Enfin, le 30 janvier 1915, la "journée du 75" du nom du célèbre canon de 75 utilisé par l'armée française est annoncée pour le dimanche 7 février suivant. Son but est de fournir à tous les soldats du front un paquetage individuel composé d’un imperméable, des effets de laine, caleçons, mouchoirs, gants, chaussons de tranchées, de cartes postales militaires, de crayons, d’un tube d’iode, de tabac, pipe, briquet, lacets de chaussures, ficelle, bougies, savons. Cette journée est organisée par l’Œuvre des soldats au front créée par le Touring-Club de France. Des quêteurs, "en échange d’un insigne représentatif de notre merveilleux canon" recevront l’obole des passants.

Les réfugiés

La ville d’Auch organise le 2 janvier les étrennes des 300 enfants de réfugiés. Les jouets et effets divers offerts par les États-Unis sont alors donnés. Le lendemain, l’arbre de Noël des petits Belges est organisé à Toulouse.

Le financement de telles opérations est rendu possible grâce aux représentations et quêtes diverses. Le 27 janvier, un concert est donné au profit des réfugiés et le 28 janvier, la vente du "Drapeau belge" a bien rapporté.

Malheureusement, le préfet de l’Ariège est obligé de prendre des mesures de rigueur contre certains réfugiés : ceux qui quittent sans autorisation la commune dans laquelle ils sont assignés ou ceux qui refusent du travail, ceux qui s’adonnent à la boisson ou se montrent grossiers envers leurs hôtes seront internés à la prison du château de Foix. Il rappelle que tout secours en argent ou en nature sera supprimé aux réfugiés refusant de travailler. Enfin, parce que certains se livrent à la mendicité à domicile, le préfet rappelle que chaque réfugié a la subsistance et le logement assurés et aucun d’eux ne peut solliciter d'aumônes.

Nos ennemis

Quatre prisonniers allemands se sont évadés de la caserne d’Auch le 3 janvier. Le lendemain, trois seront retrouvés, le quatrième les jours suivants. En revanche, leurs employeurs jugent exemplaire le comportement de ceux qui construisent la ligne de chemin de fer reliant Auch à Lannemezan.

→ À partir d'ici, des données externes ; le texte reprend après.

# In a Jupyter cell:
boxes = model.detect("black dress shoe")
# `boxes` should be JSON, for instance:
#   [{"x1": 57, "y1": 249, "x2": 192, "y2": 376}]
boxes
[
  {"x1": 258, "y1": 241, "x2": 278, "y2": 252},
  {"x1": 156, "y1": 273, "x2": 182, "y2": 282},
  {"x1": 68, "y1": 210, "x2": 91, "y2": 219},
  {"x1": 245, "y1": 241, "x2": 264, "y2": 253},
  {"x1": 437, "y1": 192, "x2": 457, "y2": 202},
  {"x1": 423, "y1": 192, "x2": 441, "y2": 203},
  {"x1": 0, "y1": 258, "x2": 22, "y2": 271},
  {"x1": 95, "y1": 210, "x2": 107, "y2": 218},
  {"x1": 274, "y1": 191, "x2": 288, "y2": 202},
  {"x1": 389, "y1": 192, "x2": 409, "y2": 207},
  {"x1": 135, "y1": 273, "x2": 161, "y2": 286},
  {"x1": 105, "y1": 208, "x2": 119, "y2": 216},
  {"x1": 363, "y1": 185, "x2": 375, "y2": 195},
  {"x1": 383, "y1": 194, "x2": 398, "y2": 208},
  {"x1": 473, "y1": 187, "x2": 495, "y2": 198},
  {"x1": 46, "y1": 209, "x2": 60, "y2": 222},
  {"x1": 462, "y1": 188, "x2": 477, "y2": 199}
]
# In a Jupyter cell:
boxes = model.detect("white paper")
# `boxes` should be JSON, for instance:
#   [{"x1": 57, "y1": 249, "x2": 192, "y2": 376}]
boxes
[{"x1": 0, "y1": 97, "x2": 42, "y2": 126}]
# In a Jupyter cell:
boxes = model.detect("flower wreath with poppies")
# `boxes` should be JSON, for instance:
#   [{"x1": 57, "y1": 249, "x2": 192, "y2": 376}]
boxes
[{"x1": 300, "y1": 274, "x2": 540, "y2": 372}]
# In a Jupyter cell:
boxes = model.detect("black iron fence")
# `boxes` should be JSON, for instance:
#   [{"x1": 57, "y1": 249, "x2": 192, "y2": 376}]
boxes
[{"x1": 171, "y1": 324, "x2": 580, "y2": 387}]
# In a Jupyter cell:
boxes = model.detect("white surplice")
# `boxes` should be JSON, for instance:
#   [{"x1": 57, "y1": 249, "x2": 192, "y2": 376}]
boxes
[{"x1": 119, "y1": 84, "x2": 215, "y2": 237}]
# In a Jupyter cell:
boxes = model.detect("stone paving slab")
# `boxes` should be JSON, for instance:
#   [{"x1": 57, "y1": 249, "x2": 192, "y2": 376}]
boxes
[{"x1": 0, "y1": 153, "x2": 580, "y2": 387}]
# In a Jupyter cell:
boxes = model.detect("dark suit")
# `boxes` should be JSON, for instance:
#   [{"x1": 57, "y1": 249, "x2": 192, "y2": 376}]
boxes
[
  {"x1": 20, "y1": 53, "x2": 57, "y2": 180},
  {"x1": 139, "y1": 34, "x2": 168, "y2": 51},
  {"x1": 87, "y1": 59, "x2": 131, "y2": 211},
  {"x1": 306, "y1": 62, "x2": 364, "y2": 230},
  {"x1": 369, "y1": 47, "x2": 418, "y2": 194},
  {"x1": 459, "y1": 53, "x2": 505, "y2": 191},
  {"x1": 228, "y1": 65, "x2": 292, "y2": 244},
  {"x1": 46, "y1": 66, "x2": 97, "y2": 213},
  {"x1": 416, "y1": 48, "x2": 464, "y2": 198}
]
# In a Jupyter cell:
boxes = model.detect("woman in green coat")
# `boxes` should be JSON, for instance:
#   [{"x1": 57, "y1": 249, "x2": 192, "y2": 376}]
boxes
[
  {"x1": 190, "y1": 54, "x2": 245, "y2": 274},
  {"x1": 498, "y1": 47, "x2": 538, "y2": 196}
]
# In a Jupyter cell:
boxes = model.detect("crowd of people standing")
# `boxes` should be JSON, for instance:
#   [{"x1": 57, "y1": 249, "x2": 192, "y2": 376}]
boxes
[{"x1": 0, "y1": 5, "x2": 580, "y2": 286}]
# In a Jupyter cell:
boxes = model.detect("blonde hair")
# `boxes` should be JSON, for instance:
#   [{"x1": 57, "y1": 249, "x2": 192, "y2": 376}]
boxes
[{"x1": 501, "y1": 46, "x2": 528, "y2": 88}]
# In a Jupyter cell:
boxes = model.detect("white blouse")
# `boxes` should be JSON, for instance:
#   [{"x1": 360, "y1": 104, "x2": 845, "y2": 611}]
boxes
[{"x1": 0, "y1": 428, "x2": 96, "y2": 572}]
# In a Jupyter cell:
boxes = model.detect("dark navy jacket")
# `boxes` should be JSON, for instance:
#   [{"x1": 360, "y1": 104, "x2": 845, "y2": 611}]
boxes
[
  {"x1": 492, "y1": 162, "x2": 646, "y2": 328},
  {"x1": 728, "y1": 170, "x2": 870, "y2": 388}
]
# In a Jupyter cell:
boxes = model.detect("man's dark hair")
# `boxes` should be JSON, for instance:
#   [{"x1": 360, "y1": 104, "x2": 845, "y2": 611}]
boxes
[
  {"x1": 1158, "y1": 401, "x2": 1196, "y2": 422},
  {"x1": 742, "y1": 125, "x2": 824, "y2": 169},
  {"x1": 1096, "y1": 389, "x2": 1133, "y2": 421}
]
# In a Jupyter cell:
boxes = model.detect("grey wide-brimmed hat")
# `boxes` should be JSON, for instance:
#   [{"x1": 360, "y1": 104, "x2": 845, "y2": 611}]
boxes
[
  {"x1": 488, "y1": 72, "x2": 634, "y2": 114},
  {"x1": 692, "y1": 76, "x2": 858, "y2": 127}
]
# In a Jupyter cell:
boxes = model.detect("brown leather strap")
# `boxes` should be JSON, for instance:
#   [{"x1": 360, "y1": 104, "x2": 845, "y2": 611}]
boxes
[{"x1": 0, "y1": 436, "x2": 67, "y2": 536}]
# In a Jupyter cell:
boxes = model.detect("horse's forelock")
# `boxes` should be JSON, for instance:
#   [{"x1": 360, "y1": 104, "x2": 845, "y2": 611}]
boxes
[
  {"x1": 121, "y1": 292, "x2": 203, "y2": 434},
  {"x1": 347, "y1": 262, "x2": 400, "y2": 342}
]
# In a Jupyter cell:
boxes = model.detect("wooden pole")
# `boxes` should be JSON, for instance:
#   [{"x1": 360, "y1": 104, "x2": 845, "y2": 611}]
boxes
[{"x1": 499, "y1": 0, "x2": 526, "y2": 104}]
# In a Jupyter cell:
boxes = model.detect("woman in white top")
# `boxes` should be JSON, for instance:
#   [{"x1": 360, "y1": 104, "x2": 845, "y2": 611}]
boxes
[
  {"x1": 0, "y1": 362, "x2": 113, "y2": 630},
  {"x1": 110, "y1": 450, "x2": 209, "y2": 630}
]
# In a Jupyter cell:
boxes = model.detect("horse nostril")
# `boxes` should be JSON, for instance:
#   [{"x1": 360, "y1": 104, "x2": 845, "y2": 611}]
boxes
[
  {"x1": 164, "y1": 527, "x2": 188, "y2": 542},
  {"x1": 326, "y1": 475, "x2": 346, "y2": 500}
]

Les étrangers sont toujours sous grande surveillance et les mises sous séquestres de biens allemands sont pratiquées : les mines de manganèse et d’antimoine des communes de Portet et de Poubeau (Haute-Garonne) sont mises sous séquestre le 8 janvier car elles appartiennent à monsieur Flechter de Düsseldorff (Allemagne). Le 11 janvier, des "indésirables qui portent des noms à consonance germanique" et qui vivent dans une roulotte sont arrêtés.

L'affaire Desclaux

Le 28 janvier 1915 éclate l'affaire François-Antoine Desclaux qui était l’ancien chef de cabinet du président du Conseil, Joseph Caillaux. Devenu en 1914 payeur principal de 2e classe aux armées, il est arrêté car il est soupçonné de détournement de fonds publics. Il est inculpé de vol et de détournement de fournitures militaires. Le "scandale Desclaux" débute.